SeaWulf Architecture Overview

SeaWulf Architecture Overview

SeaWulf is a heterogeneous cluster with over 400 nodes and 23,000 cores, designed to provide a range of computational resources for different research needs.

Hardware Generations and Access

SeaWulf's hardware spans multiple generations, accessible via different login nodes:

Legacy Platform (login1/login2)

The original SeaWulf hardware:

  • Haswell 28-core nodes: Mature, stable platform with AVX2 support
  • GPU acceleration: K80, P100, and V100 GPUs for older CUDA applications
  • Best for: Legacy software, budget-conscious computing, development work

Modern Platform (milan1/milan2)

Expanded infrastructure with newer hardware:

  • Multiple CPU architectures: Intel Skylake, AMD Milan, Intel Sapphire Rapids
  • Memory innovations: Standard DDR5, high-bandwidth HBM, and massive 1TB configurations
  • GPUs: NVIDIA A100 GPUs for more demanding CUDA applications
  • Specialized features: Shared access modes, high memory bandwidth
Note: Your login node choice determines available resources. See the SeaWulf Queue Table for a direct comparison.

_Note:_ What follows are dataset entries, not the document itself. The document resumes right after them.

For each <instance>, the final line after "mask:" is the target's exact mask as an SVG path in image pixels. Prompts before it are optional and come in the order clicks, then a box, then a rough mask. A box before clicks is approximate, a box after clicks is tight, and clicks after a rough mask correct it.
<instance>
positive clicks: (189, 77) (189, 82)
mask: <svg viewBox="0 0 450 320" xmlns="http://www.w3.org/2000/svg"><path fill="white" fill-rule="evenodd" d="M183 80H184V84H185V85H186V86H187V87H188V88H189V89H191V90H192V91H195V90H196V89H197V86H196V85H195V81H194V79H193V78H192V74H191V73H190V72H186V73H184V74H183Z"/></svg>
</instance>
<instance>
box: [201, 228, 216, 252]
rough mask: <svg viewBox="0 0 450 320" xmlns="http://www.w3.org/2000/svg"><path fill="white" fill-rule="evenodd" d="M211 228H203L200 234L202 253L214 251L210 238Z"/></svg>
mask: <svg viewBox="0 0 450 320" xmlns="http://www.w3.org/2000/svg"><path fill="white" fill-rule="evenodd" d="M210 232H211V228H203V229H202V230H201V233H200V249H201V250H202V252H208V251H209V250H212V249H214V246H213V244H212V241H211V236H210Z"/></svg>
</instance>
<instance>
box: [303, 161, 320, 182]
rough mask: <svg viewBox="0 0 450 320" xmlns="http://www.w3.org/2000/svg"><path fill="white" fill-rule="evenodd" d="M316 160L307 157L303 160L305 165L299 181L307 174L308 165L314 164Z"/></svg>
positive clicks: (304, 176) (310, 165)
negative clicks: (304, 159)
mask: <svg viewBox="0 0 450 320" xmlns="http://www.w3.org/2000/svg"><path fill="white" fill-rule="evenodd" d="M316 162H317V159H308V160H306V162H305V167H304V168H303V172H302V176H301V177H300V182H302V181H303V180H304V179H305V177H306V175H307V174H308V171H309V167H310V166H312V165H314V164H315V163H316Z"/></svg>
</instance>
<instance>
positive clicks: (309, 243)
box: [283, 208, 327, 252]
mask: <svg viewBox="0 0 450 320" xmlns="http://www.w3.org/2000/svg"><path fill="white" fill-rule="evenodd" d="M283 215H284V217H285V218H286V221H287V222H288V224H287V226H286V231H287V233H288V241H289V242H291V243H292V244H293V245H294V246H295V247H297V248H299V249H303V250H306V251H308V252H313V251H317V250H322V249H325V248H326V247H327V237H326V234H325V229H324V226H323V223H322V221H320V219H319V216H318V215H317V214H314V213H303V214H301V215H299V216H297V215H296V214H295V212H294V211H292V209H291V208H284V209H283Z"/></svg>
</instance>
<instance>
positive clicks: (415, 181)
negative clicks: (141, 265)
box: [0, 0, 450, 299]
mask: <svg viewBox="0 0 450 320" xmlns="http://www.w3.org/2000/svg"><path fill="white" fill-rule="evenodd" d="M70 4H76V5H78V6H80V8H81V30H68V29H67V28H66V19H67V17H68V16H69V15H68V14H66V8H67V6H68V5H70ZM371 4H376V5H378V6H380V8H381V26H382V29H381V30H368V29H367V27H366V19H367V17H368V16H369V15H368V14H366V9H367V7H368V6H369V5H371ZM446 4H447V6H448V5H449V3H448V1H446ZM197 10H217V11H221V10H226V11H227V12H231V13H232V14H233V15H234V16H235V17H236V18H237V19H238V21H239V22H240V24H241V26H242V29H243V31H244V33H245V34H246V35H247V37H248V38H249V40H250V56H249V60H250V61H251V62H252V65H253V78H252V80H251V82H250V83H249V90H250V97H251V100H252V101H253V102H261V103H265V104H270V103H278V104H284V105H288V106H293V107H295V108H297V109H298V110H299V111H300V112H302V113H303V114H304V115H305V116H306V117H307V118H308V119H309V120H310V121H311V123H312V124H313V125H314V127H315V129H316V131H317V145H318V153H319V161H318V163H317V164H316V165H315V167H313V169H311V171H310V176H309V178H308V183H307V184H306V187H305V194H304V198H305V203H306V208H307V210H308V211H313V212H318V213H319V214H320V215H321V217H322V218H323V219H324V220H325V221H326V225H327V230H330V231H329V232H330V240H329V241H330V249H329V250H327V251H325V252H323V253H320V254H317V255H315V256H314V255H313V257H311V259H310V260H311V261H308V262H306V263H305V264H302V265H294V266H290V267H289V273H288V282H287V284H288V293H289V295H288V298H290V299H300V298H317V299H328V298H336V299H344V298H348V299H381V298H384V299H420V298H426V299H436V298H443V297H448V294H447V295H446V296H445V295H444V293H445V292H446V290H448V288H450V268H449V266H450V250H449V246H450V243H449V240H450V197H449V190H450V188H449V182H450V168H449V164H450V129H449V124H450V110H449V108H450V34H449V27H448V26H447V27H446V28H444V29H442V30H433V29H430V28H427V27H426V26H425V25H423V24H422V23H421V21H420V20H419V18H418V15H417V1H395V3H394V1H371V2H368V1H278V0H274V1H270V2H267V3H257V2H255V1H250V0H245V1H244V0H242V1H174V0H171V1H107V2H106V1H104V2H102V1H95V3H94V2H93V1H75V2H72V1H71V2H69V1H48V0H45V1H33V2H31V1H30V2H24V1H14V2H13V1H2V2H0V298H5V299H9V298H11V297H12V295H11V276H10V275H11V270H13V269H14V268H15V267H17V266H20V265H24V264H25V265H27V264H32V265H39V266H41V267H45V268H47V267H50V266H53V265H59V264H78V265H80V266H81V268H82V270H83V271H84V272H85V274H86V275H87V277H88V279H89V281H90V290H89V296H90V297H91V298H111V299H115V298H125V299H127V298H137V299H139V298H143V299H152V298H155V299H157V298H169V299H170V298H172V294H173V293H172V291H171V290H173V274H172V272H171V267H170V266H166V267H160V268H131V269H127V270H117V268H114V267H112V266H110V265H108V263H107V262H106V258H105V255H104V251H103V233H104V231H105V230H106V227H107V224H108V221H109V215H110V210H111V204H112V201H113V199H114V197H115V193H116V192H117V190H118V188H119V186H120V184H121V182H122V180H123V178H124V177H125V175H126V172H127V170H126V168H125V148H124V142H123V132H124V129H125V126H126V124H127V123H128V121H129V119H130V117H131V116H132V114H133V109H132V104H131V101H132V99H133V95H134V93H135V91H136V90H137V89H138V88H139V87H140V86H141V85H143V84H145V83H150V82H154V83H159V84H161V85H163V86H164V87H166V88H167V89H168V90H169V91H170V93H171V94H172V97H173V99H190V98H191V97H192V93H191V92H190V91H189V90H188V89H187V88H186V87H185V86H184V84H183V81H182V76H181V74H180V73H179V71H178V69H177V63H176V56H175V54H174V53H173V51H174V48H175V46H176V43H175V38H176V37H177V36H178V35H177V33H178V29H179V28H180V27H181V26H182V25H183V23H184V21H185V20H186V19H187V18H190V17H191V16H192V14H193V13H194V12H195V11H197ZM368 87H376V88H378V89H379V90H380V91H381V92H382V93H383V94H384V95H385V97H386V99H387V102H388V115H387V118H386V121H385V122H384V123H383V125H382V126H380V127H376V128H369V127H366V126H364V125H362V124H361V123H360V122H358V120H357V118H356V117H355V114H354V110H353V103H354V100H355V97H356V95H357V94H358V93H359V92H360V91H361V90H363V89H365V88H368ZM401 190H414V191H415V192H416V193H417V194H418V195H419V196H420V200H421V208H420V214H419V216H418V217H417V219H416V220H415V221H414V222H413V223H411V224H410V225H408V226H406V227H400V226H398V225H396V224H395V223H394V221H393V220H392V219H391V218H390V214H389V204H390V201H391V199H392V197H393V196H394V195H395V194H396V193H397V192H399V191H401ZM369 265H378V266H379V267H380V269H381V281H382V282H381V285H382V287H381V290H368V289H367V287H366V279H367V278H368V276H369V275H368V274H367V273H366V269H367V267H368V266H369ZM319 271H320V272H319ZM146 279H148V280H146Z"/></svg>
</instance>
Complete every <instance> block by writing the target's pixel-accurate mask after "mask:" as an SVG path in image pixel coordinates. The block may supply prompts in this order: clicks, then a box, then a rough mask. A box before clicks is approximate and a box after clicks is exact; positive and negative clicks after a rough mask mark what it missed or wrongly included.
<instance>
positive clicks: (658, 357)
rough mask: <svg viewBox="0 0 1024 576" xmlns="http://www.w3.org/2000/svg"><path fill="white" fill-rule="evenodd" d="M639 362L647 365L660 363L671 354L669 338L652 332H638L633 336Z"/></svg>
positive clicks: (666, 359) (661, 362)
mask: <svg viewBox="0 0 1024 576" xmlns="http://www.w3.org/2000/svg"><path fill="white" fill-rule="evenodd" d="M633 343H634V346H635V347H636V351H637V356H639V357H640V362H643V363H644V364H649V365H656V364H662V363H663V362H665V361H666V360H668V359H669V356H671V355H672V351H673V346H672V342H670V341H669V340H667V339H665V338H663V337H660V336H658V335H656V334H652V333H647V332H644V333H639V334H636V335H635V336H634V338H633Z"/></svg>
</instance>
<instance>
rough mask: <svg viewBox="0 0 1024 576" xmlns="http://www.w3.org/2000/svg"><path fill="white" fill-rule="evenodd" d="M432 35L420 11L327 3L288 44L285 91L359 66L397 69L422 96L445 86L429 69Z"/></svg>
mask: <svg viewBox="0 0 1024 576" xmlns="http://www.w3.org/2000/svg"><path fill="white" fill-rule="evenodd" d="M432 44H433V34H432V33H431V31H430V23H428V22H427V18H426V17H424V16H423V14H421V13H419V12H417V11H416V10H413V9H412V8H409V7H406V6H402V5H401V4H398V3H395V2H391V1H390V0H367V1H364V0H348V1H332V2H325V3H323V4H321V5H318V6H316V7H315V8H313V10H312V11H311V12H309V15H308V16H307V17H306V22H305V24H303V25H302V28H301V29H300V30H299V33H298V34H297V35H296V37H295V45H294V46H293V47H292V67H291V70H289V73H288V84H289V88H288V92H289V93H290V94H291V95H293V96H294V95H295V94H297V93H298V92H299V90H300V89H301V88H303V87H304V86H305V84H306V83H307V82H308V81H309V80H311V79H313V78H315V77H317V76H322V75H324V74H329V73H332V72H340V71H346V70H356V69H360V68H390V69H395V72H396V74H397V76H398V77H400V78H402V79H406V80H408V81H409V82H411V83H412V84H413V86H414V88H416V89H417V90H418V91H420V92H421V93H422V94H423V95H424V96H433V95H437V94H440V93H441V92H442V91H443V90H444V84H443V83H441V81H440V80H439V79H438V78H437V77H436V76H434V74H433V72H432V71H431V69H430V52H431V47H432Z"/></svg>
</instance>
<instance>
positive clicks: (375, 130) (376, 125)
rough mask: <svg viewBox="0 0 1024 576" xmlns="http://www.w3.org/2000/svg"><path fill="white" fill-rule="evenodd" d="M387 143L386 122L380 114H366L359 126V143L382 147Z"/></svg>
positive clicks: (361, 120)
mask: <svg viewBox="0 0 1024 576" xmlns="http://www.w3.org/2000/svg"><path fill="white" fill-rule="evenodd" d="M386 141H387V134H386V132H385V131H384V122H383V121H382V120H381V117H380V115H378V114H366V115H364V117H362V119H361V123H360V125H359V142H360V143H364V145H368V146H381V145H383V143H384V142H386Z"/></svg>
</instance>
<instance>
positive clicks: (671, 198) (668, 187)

Understanding Performance Characteristics

CPU Architecture Differences

Different CPU generations have distinct performance profiles:

Architecture Strengths Ideal Applications
Intel Haswell (28-core) Stable, widely compatible Legacy codes, development, general computing
Intel Skylake (40-core) Balanced performance, modern instruction sets Most scientific computing workloads
AMD Milan (96-core) High parallelism Highly parallel applications, parameter sweeps
Intel Sapphire Rapids (96-core) Advanced instruction sets, HBM memory AI/ML inference, memory-intensive applications

Memory

  • Standard DDR5: Balanced performance for most applications
  • High-Bandwidth Memory (HBM): Better for memory bandwidth-limited applications. For more information see HBM Nodes.
  • Large-memory nodes: Useful for in-memory processing of very large datasets

Shared vs Dedicated Access

SeaWulf through shared access modes:

Dedicated Access

  • Your job gets exclusive access to entire nodes
  • Guaranteed resources and performance
  • Best for large, resource-intensive applications
  • Higher resource cost per computation

Shared Access

  • Multiple users can run jobs on the same node
  • More efficient utilization of system resources
  • Ideal for smaller jobs that don't need full nodes
  • Faster queue times, lower resource cost

System Scalability

Supports a range of workloads:

  • Single-core tasks
  • Multi-threaded single-node jobs (up to 96 cores)
  • Multi-node distributed applications

The scheduling system automatically handles resource allocation and job placement, optimizing performance while maintaining fair access across all users.

Scaling Tip: Not all applications benefit from using more resources; use available tools to find optimal allocations.